When Brengman Brothers Winery found itself with a surplus of high-quality grapes, it hatched a plan to expand its offerings to make use of the excess inventory.

A little over a year ago, the Leelanau County winery began the process of securing the necessary approvals to open a distillery. It plans to begin offering distilled products as soon as its distiller’s license is approved.

“We had a problem with having too many grapes of certain types,” says Robert Brengman, winemaker at Brengman Brothers Winery. Some wines don’t reach expected growth in sales, he explains, while other wines become more popular than expected.

“We decided that with these wonderful fruits, like Gewürztraminer and Riesling, that we should make brandies out of those,” he says.

To make brandy, he says, you need a distiller’s license. They first sought the township’s approval, which Brengman Brothers Winery received earlier this year. The application is now at the state level, where the Michigan Liquor Control Commission will review it.

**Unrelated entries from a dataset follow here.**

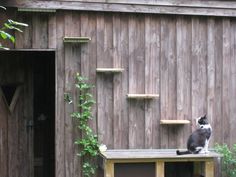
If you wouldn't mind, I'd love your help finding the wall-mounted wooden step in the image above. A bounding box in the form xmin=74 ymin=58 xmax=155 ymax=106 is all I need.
xmin=127 ymin=93 xmax=159 ymax=99
xmin=160 ymin=120 xmax=190 ymax=125
xmin=63 ymin=36 xmax=91 ymax=43
xmin=96 ymin=68 xmax=124 ymax=73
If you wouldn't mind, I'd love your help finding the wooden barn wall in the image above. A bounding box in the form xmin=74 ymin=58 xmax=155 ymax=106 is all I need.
xmin=12 ymin=11 xmax=236 ymax=177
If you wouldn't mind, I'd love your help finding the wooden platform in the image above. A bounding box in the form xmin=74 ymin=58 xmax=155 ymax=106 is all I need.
xmin=101 ymin=149 xmax=221 ymax=177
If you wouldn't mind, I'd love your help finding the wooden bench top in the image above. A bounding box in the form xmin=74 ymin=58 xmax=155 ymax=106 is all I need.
xmin=101 ymin=149 xmax=221 ymax=160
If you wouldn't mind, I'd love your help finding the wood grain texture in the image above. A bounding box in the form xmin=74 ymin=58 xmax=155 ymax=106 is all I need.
xmin=3 ymin=0 xmax=236 ymax=17
xmin=176 ymin=16 xmax=191 ymax=146
xmin=32 ymin=14 xmax=48 ymax=48
xmin=229 ymin=21 xmax=236 ymax=146
xmin=55 ymin=12 xmax=66 ymax=177
xmin=145 ymin=15 xmax=160 ymax=148
xmin=160 ymin=17 xmax=176 ymax=148
xmin=222 ymin=19 xmax=231 ymax=144
xmin=129 ymin=15 xmax=145 ymax=148
xmin=64 ymin=12 xmax=81 ymax=177
xmin=97 ymin=13 xmax=114 ymax=148
xmin=4 ymin=9 xmax=236 ymax=177
xmin=192 ymin=18 xmax=207 ymax=129
xmin=113 ymin=14 xmax=129 ymax=149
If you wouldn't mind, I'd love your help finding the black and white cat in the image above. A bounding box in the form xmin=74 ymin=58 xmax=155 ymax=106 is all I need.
xmin=176 ymin=115 xmax=212 ymax=155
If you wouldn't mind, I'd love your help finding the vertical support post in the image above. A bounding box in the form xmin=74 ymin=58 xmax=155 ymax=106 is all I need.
xmin=104 ymin=160 xmax=114 ymax=177
xmin=156 ymin=161 xmax=165 ymax=177
xmin=193 ymin=161 xmax=201 ymax=176
xmin=205 ymin=159 xmax=214 ymax=177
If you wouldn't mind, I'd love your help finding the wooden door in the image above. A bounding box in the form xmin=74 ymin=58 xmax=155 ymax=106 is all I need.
xmin=0 ymin=53 xmax=33 ymax=177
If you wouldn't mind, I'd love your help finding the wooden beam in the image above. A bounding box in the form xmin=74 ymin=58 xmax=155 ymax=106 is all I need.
xmin=96 ymin=68 xmax=124 ymax=73
xmin=63 ymin=37 xmax=91 ymax=43
xmin=3 ymin=0 xmax=236 ymax=17
xmin=17 ymin=8 xmax=56 ymax=13
xmin=156 ymin=161 xmax=165 ymax=177
xmin=127 ymin=93 xmax=159 ymax=99
xmin=160 ymin=120 xmax=190 ymax=125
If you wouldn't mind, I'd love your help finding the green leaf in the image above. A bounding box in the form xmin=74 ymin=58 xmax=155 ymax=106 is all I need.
xmin=0 ymin=6 xmax=7 ymax=10
xmin=0 ymin=30 xmax=15 ymax=43
xmin=8 ymin=19 xmax=28 ymax=27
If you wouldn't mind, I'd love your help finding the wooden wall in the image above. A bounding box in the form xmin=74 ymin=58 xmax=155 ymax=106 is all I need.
xmin=8 ymin=11 xmax=236 ymax=177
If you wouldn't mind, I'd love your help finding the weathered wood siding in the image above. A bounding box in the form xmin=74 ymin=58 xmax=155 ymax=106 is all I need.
xmin=8 ymin=11 xmax=236 ymax=177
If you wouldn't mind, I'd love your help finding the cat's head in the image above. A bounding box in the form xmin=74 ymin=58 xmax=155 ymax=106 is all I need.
xmin=196 ymin=115 xmax=209 ymax=128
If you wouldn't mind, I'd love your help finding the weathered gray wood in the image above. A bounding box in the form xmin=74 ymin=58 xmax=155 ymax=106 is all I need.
xmin=222 ymin=19 xmax=232 ymax=144
xmin=101 ymin=149 xmax=221 ymax=161
xmin=176 ymin=16 xmax=191 ymax=147
xmin=64 ymin=12 xmax=81 ymax=176
xmin=113 ymin=14 xmax=129 ymax=149
xmin=207 ymin=17 xmax=216 ymax=147
xmin=48 ymin=14 xmax=57 ymax=49
xmin=55 ymin=12 xmax=66 ymax=177
xmin=32 ymin=14 xmax=48 ymax=48
xmin=229 ymin=19 xmax=236 ymax=146
xmin=3 ymin=1 xmax=236 ymax=16
xmin=97 ymin=13 xmax=114 ymax=148
xmin=0 ymin=88 xmax=9 ymax=176
xmin=213 ymin=19 xmax=223 ymax=143
xmin=129 ymin=14 xmax=145 ymax=148
xmin=191 ymin=18 xmax=207 ymax=129
xmin=160 ymin=18 xmax=176 ymax=148
xmin=145 ymin=15 xmax=160 ymax=148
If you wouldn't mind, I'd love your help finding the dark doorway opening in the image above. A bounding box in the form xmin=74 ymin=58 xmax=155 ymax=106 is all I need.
xmin=33 ymin=52 xmax=55 ymax=177
xmin=0 ymin=50 xmax=55 ymax=177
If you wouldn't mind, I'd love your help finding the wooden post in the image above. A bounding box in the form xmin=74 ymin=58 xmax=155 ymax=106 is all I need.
xmin=205 ymin=160 xmax=214 ymax=177
xmin=104 ymin=161 xmax=114 ymax=177
xmin=193 ymin=161 xmax=201 ymax=176
xmin=156 ymin=161 xmax=165 ymax=177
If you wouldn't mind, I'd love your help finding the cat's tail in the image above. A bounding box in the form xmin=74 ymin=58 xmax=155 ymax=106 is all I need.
xmin=176 ymin=150 xmax=192 ymax=155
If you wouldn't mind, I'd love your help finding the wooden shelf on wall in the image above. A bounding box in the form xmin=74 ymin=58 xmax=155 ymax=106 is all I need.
xmin=96 ymin=68 xmax=124 ymax=73
xmin=127 ymin=93 xmax=159 ymax=99
xmin=63 ymin=36 xmax=91 ymax=43
xmin=160 ymin=119 xmax=190 ymax=125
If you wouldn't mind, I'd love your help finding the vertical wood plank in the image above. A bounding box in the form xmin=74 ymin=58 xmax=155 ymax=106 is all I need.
xmin=15 ymin=13 xmax=33 ymax=49
xmin=48 ymin=13 xmax=57 ymax=49
xmin=129 ymin=14 xmax=145 ymax=148
xmin=176 ymin=17 xmax=191 ymax=148
xmin=145 ymin=15 xmax=160 ymax=148
xmin=0 ymin=88 xmax=9 ymax=176
xmin=97 ymin=13 xmax=114 ymax=148
xmin=55 ymin=12 xmax=66 ymax=177
xmin=113 ymin=14 xmax=129 ymax=149
xmin=64 ymin=12 xmax=80 ymax=177
xmin=205 ymin=160 xmax=214 ymax=177
xmin=192 ymin=17 xmax=207 ymax=129
xmin=160 ymin=17 xmax=176 ymax=148
xmin=222 ymin=18 xmax=232 ymax=144
xmin=213 ymin=19 xmax=223 ymax=143
xmin=156 ymin=161 xmax=165 ymax=177
xmin=32 ymin=13 xmax=48 ymax=49
xmin=104 ymin=160 xmax=114 ymax=177
xmin=207 ymin=17 xmax=216 ymax=145
xmin=230 ymin=20 xmax=236 ymax=147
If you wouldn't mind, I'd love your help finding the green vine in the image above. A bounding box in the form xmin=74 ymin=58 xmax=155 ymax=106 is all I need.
xmin=215 ymin=144 xmax=236 ymax=177
xmin=64 ymin=73 xmax=100 ymax=177
xmin=0 ymin=6 xmax=28 ymax=50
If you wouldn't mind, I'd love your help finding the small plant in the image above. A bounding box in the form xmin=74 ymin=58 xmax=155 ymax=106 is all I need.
xmin=215 ymin=144 xmax=236 ymax=177
xmin=0 ymin=6 xmax=28 ymax=50
xmin=64 ymin=73 xmax=99 ymax=177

“Once we receive approval from the state, we’ll get permission from the feds, and we’ll be a legit distillery,” Brengman says.

Up to the Challenge
After receiving a distiller’s license, Brengman Brothers Winery plans to offer a variety of brandies, including Cognac and grappa. They believe diversifying can only add to the winery’s appeal.

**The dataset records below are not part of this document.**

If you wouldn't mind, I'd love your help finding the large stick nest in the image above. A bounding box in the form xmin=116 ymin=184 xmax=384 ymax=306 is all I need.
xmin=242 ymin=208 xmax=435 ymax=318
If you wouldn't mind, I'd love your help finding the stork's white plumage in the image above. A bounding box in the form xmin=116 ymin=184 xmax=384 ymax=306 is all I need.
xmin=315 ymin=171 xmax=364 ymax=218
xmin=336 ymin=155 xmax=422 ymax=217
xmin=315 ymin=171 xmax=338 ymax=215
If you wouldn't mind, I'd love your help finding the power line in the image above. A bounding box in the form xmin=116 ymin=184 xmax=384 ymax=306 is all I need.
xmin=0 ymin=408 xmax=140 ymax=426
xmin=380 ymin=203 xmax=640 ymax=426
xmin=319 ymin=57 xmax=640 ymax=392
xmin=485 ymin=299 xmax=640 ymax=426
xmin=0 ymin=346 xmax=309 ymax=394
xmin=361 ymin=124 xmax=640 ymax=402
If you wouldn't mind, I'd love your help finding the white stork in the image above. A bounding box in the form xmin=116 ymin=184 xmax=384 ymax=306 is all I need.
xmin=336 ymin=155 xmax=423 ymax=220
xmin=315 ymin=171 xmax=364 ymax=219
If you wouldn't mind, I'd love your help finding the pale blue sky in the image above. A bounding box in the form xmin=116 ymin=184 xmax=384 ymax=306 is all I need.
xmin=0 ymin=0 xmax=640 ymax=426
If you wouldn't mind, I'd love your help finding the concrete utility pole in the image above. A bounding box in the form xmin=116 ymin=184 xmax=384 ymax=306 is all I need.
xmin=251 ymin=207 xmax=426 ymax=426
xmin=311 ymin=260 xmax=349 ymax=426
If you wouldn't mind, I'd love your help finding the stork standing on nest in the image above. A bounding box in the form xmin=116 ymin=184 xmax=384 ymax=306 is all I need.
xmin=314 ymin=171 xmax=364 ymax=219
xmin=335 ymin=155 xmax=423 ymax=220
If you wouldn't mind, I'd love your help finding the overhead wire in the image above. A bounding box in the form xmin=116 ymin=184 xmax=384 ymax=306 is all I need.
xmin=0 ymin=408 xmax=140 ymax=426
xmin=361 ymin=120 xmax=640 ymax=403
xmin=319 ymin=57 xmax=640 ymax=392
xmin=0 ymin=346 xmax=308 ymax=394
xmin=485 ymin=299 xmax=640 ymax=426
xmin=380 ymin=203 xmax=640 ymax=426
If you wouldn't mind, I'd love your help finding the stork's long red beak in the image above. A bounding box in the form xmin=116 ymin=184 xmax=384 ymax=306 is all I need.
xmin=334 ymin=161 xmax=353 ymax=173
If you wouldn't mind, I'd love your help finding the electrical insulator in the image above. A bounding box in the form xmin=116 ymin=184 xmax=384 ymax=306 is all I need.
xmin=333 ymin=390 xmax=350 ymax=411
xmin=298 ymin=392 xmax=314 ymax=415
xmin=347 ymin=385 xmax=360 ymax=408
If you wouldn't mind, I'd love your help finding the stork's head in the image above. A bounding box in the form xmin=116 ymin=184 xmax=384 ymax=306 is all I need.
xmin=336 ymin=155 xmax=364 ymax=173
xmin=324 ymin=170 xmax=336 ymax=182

“From a consumer standpoint, we look forward to satisfying those palates that enjoy some very nice brandies, and that would be our goal,” says winery co-owner Ed Brengman.

“We’re in the wine and the spirits business, and I think they’ll complement each other, I really do,” Ed says. “I think it will bring a little bit wider clientele.”

The brothers see a high demand for Cognac in particular, though they will not officially label their “Cognac,” since the name indicates that the brandy was produced in the Cognac region of France.

Bob Brengman at Brengman Brothers Winery. (Photo by KarunaPhoto)

“We know that there’s not enough of Cognac made in this country,” Robert says, “… and it seems like that’s a good sector to focus on to be able to provide people of this country a beautiful beverage that’s actually made with grapes grown here.”

He adds, “We like the fact that there’s not a lot of that made here, and we are up to the challenge to make it and make it as well as the Europeans, or even better.”

Making Cognac isn’t easy. Robert says it’s one of the more difficult distilled beverages to make, but that Brengman Brothers likes a challenge.

“That kind of fits within our mold,” he says. “We like things that are a challenge, we like to make things that are hard to make, and to make them great.”

Robert notes that one of the biggest challenges will be learning the brandy-making process.

The winery plans to hire a consultant or a staff distiller to help. The distillery will require investment in new equipment as well. They’re currently researching what they’ll need.

“There’s always a capital investment of equipment,” Ed says. “The still itself can range anywhere from $15,000 up to $100,000.”

The Time Is Ripe
The distillery and tasting room will be located in the winery’s existing facilities. The brothers are hopeful they can start producing brandies soon.

“We’re ready to go tomorrow,” Robert says, “but we have to wait for all of the government approvals, and once we receive those, we’ll just move our plans ahead.”

Of course, the timing also depends on when the fruit is ripe.

“October-November is when we can actually start using the fruit to make the brandies,” Robert says. “So, in an ideal world, we would have this set up and ready to go by October of this year.”

Most important for the winery, though, is to continue satisfying customers.

“People enjoy our very fine wines that we make here and grow,” Ed says, “and so we’re going to try to continue on that path and take care of those good patrons that we have.”